Quick Links

Re: pgsql: Add parallel-aware hash joins.

From:	Tom Lane <tgl(at)sss(dot)pgh(dot)pa(dot)us>
To:	Thomas Munro <thomas(dot)munro(at)enterprisedb(dot)com>
Cc:	Andres Freund <andres(at)anarazel(dot)de>, pgsql-committers <pgsql-committers(at)postgresql(dot)org>
Subject:	Re: pgsql: Add parallel-aware hash joins.
Date:	2018-01-03 18:03:39
Message-ID:	18804.1515002619@sss.pgh.pa.us
Views:	Whole Thread \| Raw Message \| Download mbox \| Resend email
Thread:
Lists:	pgsql-committers pgsql-hackers

Thomas Munro <thomas(dot)munro(at)enterprisedb(dot)com> writes:
> On Wed, Jan 3, 2018 at 2:38 PM, Tom Lane <tgl(at)sss(dot)pgh(dot)pa(dot)us> wrote:
>> Hm. That could do it, except it doesn't really account for the observed
>> result that slower single-processor machines seem more prone to the
>> bug. Surely they should be less likely to get multiple workers activated.
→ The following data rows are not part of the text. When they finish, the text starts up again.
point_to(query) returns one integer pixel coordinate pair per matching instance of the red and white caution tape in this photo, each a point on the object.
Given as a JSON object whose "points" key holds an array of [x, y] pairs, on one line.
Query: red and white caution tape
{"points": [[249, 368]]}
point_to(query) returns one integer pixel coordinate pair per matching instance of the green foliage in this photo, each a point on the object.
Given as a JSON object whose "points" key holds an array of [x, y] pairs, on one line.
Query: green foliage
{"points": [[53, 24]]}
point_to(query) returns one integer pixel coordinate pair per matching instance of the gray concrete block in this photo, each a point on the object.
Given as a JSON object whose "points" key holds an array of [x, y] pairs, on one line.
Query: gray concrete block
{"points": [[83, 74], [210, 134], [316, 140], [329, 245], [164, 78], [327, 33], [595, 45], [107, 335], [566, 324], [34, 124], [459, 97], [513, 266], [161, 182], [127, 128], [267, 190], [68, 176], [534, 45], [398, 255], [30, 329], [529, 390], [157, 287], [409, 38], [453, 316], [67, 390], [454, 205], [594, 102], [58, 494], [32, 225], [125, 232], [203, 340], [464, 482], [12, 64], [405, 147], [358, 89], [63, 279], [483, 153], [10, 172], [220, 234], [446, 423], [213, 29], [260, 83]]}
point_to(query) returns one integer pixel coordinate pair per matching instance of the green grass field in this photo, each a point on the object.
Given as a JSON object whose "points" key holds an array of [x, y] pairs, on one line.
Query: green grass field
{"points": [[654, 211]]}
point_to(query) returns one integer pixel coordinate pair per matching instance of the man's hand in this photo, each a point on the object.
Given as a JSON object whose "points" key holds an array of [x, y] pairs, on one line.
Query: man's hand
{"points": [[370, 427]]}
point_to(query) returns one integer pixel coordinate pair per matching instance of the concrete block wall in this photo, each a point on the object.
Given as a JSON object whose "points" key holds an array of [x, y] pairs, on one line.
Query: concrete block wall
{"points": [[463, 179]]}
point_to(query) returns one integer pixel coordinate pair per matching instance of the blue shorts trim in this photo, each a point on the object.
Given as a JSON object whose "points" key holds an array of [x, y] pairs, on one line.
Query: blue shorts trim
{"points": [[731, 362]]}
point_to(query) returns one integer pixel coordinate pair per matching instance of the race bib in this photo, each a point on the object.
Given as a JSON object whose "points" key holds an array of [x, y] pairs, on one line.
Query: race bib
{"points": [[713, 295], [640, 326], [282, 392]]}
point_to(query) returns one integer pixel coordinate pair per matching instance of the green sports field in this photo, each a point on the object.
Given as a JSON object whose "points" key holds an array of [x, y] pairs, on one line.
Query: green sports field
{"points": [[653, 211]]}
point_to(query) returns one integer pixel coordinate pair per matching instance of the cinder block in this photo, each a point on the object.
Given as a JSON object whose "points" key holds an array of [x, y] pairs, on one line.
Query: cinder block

> It plans for 8 batches, and then usually but not always goes to 16 at
> execution time depending on timing. It doesn't happen for me with
> 128kB (the setting used in the regression test), but I think the
> affected BF machines are all 32 bit systems that have MAXIMUM_ALIGNOF
> 8 and therefore use a bit more space, whereas my machines have
> MAXIMUM_ALIGNOF 4 in a 32 bit build, so that would explain the
> different location of this unstable border.

Ah, that might do it. You're right that gaur/pademelon are in that class.

> We could probably fix the
> failures by simply increasing work_mem out of that zone, but I'm
> hoping to fix the problem in a more principled way. More soon.

Meh. I think we're going to end up having to pick a modified test
case that's further away from the chunk size threshold. I do not
think it is possible to predict this runtime behavior exactly at
plan time, nor am I convinced that expending planner cycles on a
somewhat closer estimate is a useful use of planning time.

>> I'm also wondering why the non-parallel path seems to prefer to allocate
>> in units of HASH_CHUNK_SIZE + HASH_CHUNK_HEADER_SIZE while the parallel
>> path targets allocations of exactly HASH_CHUNK_SIZE,

> That is intentional: dsa.c sucks at allocating 32KB + a tiny bit
> because it works in 4KB pages for large allocations, so I wanted to
> make HASH_CHUNK_SIZE the total size that arrives into dsa_allocate().
> The non-parallel path has similar problems on some libc
> implementations, as we discussed over here:
> https://www.postgresql.org/message-id/flat/29770.1511495642%40sss.pgh.pa.us

Oh, right, I'd forgotten about that discussion. I think it would be
good to adjust hashjoin so that both paths are targeting 32KB total;
but you are right that there's not a lot of point in fooling with the
non-parallel path until we add some way of accounting for aset.c's
overhead too. We can leave that for later.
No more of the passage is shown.